Looking back now at the events of just a few weeks ago, from the frozen nightmare of the present, is like looking back at scenes of collective insanity, the madness of crowds, tulipomania. What other explanation can there be for the crazed belief that a 50-year-old lawyer with millions in debts, who walked in off the street after a lifetime of never taking the slightest bit of interest in politics would be the ideal person to become leader of the Nationalist Party, leader of the Opposition, with a view to becoming prime minister?

You have to laugh, except that it isn’t funny. It’s completely mad. One day, people will look back at all this and wonder just how many loose screws there are rattling around in people’s heads on this island, what with the choice of government and now the choice of Opposition leader.

As if those survey results, confirming what so many of us knew would happen as a consequence of Delia’s election, were not enough, the man turned up around one and a half hours late for his own swearing-in as Opposition leader, leaving the head of state, the Chief Justice, the Attorney-General and officials of his own political party stranded at the Palace in Valletta, waiting for his important personage to turn up at leisure. The ceremony was due to begin at 5.30pm, which means he should have been there by 5.15pm at the very latest, and instead he rolled up casually at 6.40pm. The astonishing thing is that the assembled dignitaries did not up and leave, as they should have done.

When journalists asked Dr Delaya about the delay, he deflected their probing with the sort of reply at which this kind of character is expert: “This is a time for unity and not for controversies.” The journalists should have kept right on pressing him, because had there been a valid explanation – for example, he got knocked down by a bus en route and cracked his ankle – he would have had no problem giving it. So obviously, it follows that there was no justifiable reason why he was late, because he sought to hide it. That should have been the cue to pursue him about it.

Malta being Malta, and Dr Delaya being quite detached from reality and apparently believing not only that he can be 90 minutes late for his own ceremony but also that he is invisible in a shopping mall, we soon discovered where he was while all those holders of Constitutional office waited for him: in a clothes shop, buying a suit, shirt and tie to wear for the occasion he was supposed to be at already. This is not disorganisation or mere tardiness. This is sheer, unadulterated nuttiness.

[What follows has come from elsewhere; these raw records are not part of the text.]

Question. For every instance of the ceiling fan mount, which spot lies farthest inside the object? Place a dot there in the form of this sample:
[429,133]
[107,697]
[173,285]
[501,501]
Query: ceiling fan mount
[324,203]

You have to ask: “What was he thinking?” The answer to that is important, because this man is the one who is going to run the Nationalist Party into the ground, just when the country most needs a strong and ferocious Opposition which the people can trust. Buying a suit for his ceremony while people were there already and waiting for him comes out of the same psychological black hole as demanding that the Courts of Justice open at 1am so that he can file a libel suit against me there and then instead of waiting until 8.30am (summer hours) like a normal person. And the emphasis there is on ‘normal’.